Город был плоский, как ладошка. Но на берегу озера — говорят, еще при Наполеоне — был насыпан высокий холм; на холме разбили сад, и в саду стоял красивый многооконный белый дом, который построил для себя председатель Государственной думы Родзянко, высокий старик с огромным и длинным, как мешок муки, животом. Трудно сказать, как он набрел на это тишайшее в мире местечко, но выбрал место для дома хорошо, потому что виден был из него во все стороны километров на двадцать широкий и спокойный русский пейзаж, с лесами, болотами, озерами и деревнями.
На чердаке этого дома, у стереотрубы, я и увидел Ту-таева, красноармейца лет двадцати, с равнодушным, как мне показалось, безразличным лицом и совершенно седой головой.

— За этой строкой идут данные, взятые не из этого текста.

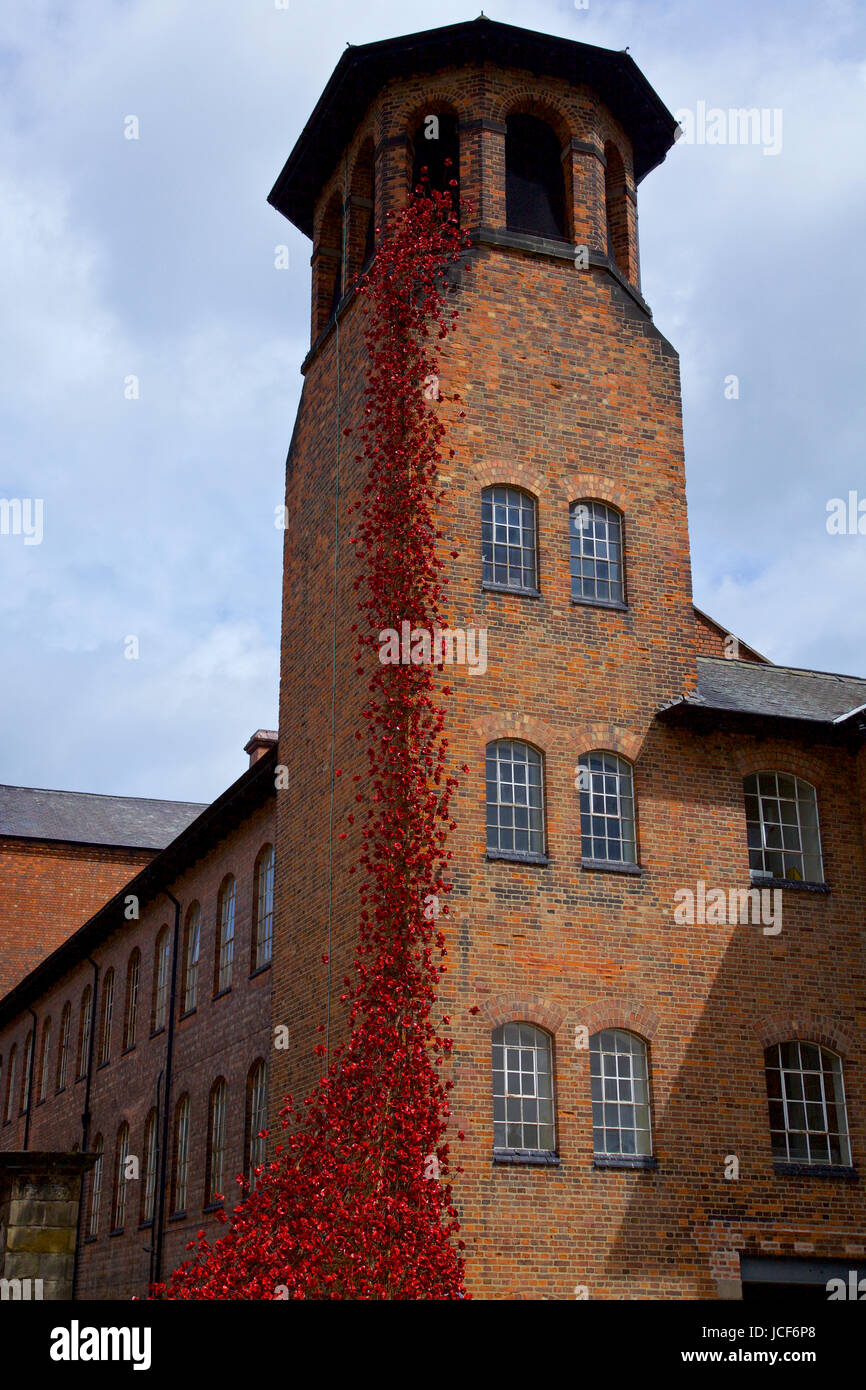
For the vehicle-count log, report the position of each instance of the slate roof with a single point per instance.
(88, 819)
(363, 70)
(774, 691)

Вот его история. Она гораздо проще, чем можн было предполагать.
Целый месяц стереотруба, почти невидимая из-за гребня крыши, показывала ему все, что делалось перед ней на всем пространстве этого русского пейзажа. Опа приближала в двенадцать раз, и фашисты, ходившие по тропинкам, ездившие на велосипеде по деревне Бураково, были видны явственно, хотя деревня находилась в шести километрах от наблюдательного пункта. Враги, может быть, и знали, что их видят, но знали они и то, что за шесть километров никто не станет стрелять из пушек по маленькой группе в три — четыре человека. И они ходили по деревне свободно, а когда время подходило к двенадцати и если погода была хорошая, раздевались догола и, не стесняясь жителей, загорали на солнце.
Тутаев наблюдал и записывал целый месяц. Теперь он знал всю округу наизусть и всех вражеских солдат и офицеров наперечет. Знал, когда у них смена караула, когда гуляют, когда спят, когда приезжает начальство, когда привозят водку, и все это было записано в книгу наблюдений.
Чтобы глаза не слишком уставали, он смотрел через светофильтр, а сквозь эти стекла цвет мира менялся: вода из голубой становилась зеленой, желтел прозрачный воздух, н бледные, с прозеленью тела немцев лежали на буроватом песке. Но глаза все-таки уставали, и тогда, чтобы отдохнуть, Тутаев оглядывался назад, где зеленел тихий городок, голубела вода, прозрачный чистый воздух прорезали быстрые ласточки и летали в нем тяжелые вороны.
Потом он снова принимался смотреть в стереотрубу.
Через месяц он пришел к командиру и, глядя, как всегда, равнодушно и даже как будто куда-то в сторону, попросил разрешения сходить с пехотной разведкой. Лейтенант Черныш, новый человек в дивизионе, удивился, поглядел на его безразличное лицо и отказал. Тутаев ушел и сел за свою трубу, но на следующий день пришел опять. Так он приходил целую неделю подряд, пока лейтенант не запретил ему приходить. Он перестал и каждый день с тем же выражением равнодушия сидел и глядел в трубу.